COMO ESTA LEGITIMIDADE É ABORDADA PELOS
LEGISLADORES ATUAIS
Após a Revolução Francesa (1789) os conceitos
de legitimidade política ficaram atrelados aos de democracia, pois tal regime
passou a ser apresentado como o mais legítimo pelo fato de facultar ao povo a
escolha dos governantes. No entanto, há de se considerar que a legitimidade não
envolve apenas a escolha dos regentes políticos, ela é mais abrangente.
Escolhido um governante hoje fica-se na impressão que isso basta para que o
mesmo faça o que bem lhe entenda sem que alguém possa lhe tirar do cargo. E se
houver necessidade disso o povo não é chamado às urnas. Geralmente, como no
caso do Brasil, quem tira o governante são os parlamentares e não o povo.
Em alguns países com sistemas
parlamentaristas há o costume de que, caso o governo não esteja atuando
corretamente, o mesmo convoque novas eleições para assim lhe garantir a
continuidade no cargo ou destituição. Teríamos aí uma situação em que o povo
poderia decidir a saída de um governante do poder. Mas, isso só ocorre se o
próprio governo convoca as tais eleições. Em alguns casos, por questão de
cultura e educação, alguns políticos renunciam e dão chance a que se faça nova
escolha. Não fica muito claro que foi o povo que decidiu as novas eleições, mas
sempre os políticos.
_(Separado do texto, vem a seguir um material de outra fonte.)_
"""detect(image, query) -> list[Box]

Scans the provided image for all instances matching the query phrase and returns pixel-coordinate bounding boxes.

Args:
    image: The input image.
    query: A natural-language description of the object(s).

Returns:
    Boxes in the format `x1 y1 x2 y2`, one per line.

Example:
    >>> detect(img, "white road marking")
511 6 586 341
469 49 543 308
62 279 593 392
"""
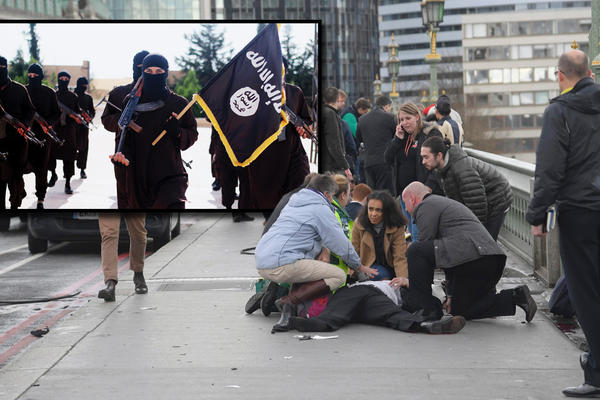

Trata-se, mesmo assim, de uma regência popular indireta,
e, portanto, não completamente autêntica e legítima.
Pior está ocorrendo no Brasil de hoje. Uma
decisão recente do STF considerou aptos para decidir se um grupo que governa
continua ou não no cargo uma elite menos representativa ainda, por ser menos
numerosa, ao decretar que compete ao Senado e não à Câmara de Deputados tal
decisão. Desconsideraram o povo, a maioria, e a Câmara, a maioria de seus
representantes, para entregar tal poder a uma elite menos numerosa de notáveis,
muito mais manobráveis aos anseios de quem governa.
Não se
respeitou o princípio que se diz ser a base da democracia moderna, que é
o de respeito à maioria.
[1]
Poder-se-ia argumentar que o governante, hoje, pode ser destituído por aqueles
que o povo deu procuração para representá-lo, exercendo indiretamente tal
mandato de destituir. Mas, por que para eleger é de uma forma direta e para
destituir é assim por meio de procuradores?